"Our mission statement, if you will, is the preservation of food culture," Brendan Sodikoff says. "Maybe we will do things that are kind of on the edge, but what I really care about is doing things that are good, that have a history," he continues. "That's why I want to do a deli, because I feel delis are dying."
Delis may be dying, but Steve's Deli (354 W. Hubbard) is officially dead. The space's deli history will carry on, however, through Sodikoff's Dillman's, which is officially replacing it. The rumors were true.

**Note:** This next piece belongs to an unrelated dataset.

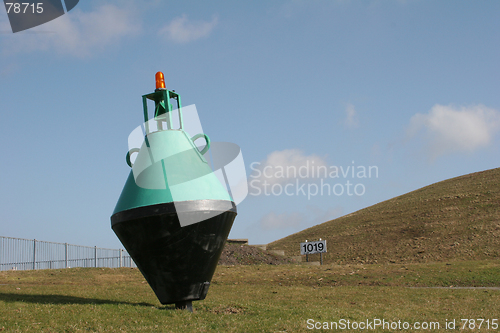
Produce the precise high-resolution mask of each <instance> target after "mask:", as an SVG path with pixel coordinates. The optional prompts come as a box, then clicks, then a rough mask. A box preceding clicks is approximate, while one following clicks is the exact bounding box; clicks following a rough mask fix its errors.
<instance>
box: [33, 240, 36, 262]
mask: <svg viewBox="0 0 500 333" xmlns="http://www.w3.org/2000/svg"><path fill="white" fill-rule="evenodd" d="M35 269H36V239H33V270H35Z"/></svg>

He says that all the traditional Jewish deli trimmings will be front and center: Pickled herring, gefilte fish, matzo ball soup, corned beef, pastrami, pickles, in-house smoked meats, house-made cream cheese, house-made caraway rye bread. He says he "wants that bagel culture—people that are rolling them by hand and throwing them in the water and coming out of the oven really hot. When you run out, you run out. See you tomorrow, no more bagels."
"The décor and stuff, I don't know how people are going to take it, it's going to be a comfortable space and very unique," he says. The space will be divided up into four sections (coffee bar, bakery, bar, dining room) with only part of it open during the day. That will be a communal area with the coffee bar and bakery, which will segue into an actual bar in the evenings. He wants it to be a place where people just hang out, have meetings, work on laptops, and the like.

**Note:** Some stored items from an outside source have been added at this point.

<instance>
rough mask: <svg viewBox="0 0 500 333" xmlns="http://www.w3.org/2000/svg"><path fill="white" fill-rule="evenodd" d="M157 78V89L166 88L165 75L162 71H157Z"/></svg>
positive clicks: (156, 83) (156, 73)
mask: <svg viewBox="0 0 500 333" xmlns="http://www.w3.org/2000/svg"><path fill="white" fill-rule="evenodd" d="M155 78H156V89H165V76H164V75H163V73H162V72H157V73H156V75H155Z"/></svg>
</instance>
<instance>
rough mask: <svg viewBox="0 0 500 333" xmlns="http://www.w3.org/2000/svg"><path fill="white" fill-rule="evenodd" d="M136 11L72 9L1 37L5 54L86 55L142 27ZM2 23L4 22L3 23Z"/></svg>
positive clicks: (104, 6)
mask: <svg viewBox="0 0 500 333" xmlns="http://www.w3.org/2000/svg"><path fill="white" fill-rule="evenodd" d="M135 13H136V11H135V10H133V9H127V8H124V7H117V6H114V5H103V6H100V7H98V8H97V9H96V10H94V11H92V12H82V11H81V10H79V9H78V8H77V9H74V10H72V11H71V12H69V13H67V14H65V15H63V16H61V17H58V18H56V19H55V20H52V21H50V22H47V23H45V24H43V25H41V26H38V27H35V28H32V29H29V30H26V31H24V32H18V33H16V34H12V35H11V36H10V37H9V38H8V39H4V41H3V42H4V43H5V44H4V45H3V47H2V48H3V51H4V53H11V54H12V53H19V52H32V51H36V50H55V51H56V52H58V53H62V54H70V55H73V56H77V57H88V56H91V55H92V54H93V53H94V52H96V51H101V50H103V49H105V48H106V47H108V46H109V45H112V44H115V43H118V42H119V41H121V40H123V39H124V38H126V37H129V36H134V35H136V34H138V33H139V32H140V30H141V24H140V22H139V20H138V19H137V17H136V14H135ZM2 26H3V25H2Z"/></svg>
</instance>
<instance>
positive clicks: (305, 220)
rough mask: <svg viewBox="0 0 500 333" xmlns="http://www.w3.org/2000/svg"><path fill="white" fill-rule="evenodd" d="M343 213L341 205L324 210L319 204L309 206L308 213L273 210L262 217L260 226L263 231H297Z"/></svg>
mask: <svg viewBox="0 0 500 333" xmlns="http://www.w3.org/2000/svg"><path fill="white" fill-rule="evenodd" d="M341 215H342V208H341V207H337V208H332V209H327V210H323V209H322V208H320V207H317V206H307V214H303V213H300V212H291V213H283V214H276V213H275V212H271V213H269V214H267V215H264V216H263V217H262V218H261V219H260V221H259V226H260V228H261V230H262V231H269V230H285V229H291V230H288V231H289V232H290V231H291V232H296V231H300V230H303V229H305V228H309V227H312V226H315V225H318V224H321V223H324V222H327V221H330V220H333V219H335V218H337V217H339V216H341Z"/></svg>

At night it will turn into a full restaurant. A traditional dining room will open up, filled with tables, chairs, and booths. The whole space will seat 140, 50-75 of those in the coffee bar/bakery area. The hours will be from 7 or 8:00 a.m. until midnight or so.

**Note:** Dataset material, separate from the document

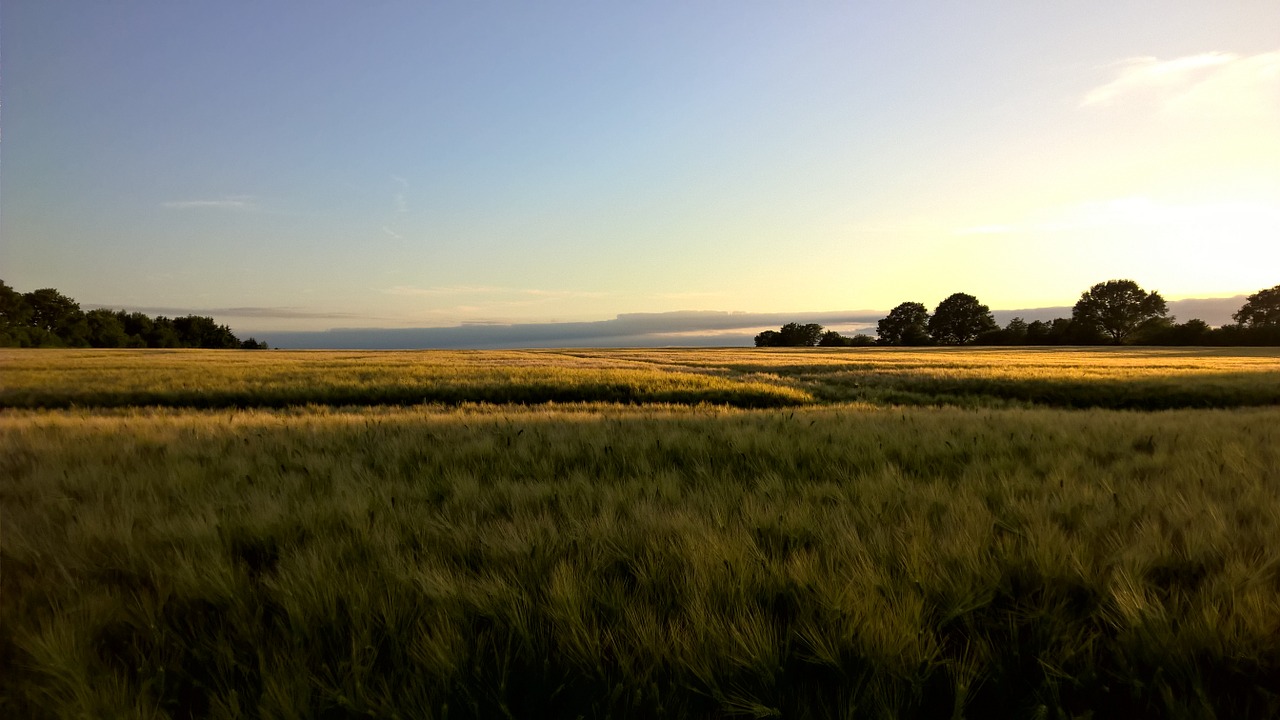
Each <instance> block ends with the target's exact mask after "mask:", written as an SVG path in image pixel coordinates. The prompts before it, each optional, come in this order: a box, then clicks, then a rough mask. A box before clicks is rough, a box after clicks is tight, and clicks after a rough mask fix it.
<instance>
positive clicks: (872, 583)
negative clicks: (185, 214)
mask: <svg viewBox="0 0 1280 720" xmlns="http://www.w3.org/2000/svg"><path fill="white" fill-rule="evenodd" d="M0 368H3V375H0V378H3V386H0V477H3V478H4V482H3V484H0V501H3V506H0V507H3V515H0V523H3V524H0V583H3V588H0V687H3V693H0V715H3V716H5V717H406V719H407V717H1126V719H1132V717H1271V716H1276V715H1280V354H1276V352H1275V351H1267V350H1260V348H1244V350H1236V348H1230V350H1224V348H1216V350H1199V348H1197V350H1178V348H1165V350H1140V348H1115V350H1111V348H1105V350H1100V348H1089V350H1071V348H1055V350H1009V348H1001V350H998V351H997V350H989V351H988V350H970V348H964V350H943V348H928V350H909V351H908V350H890V348H872V350H861V348H858V350H845V348H840V350H831V351H827V350H819V348H804V350H783V348H769V350H754V348H751V350H746V348H739V350H627V351H500V352H499V351H494V352H443V351H442V352H434V351H424V352H278V351H273V352H265V354H264V352H256V354H246V352H216V351H180V352H163V351H160V352H157V351H5V352H3V354H0ZM593 393H595V395H593Z"/></svg>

Sodikoff is confident about the outer-River North location. "Edges always move," he says. "The best way to improve any area is to put a good restaurant in it." Look for it to open within three months.
The deli may be traditional, but the ramen shop will be arguably more so. "It's going to be in a concrete basement with 20 seats where you can order two things," he says. "That's it." Those two things: One type of ramen, one type of beer. The ramen will be miso-style pork and chicken broth, with two spices (Szechuan and togarashi) which can both be adjusted for taste. He says it will be "intense, aggressive, bold, and spicy."
He says he's perfected a traditional Japanese alkaline noodle recipe (alkaline salts, flour, water, no egg) which will either be made in-house or outsourced to another location. Like the bagels, the shop will close when the noodles run out. It will be run on a Tokyo-style ticketing system to order from when walking in, which means if customers want more they'll have to get up, go back around to order again, and risk losing their seat. "There will be a little love/hate relationship with us over there," he says. "Get two giant beers, a bowl of ramen, super cheap, and out of there in 20 minutes."
The BBQ spot is inspired by some Southern-bred Hogsalt employees. It will be in a large industrial warehouse space on Green Street in the West Loop and feature a large outdoor garden. He feels the space "lends itself perfectly" to BBQ. Both the BBQ and ramen spots will open by summer's end, after Dillman's.
Finally, the renovation below Gilt Bar is almost complete. Look for it to open within two weeks. Whew.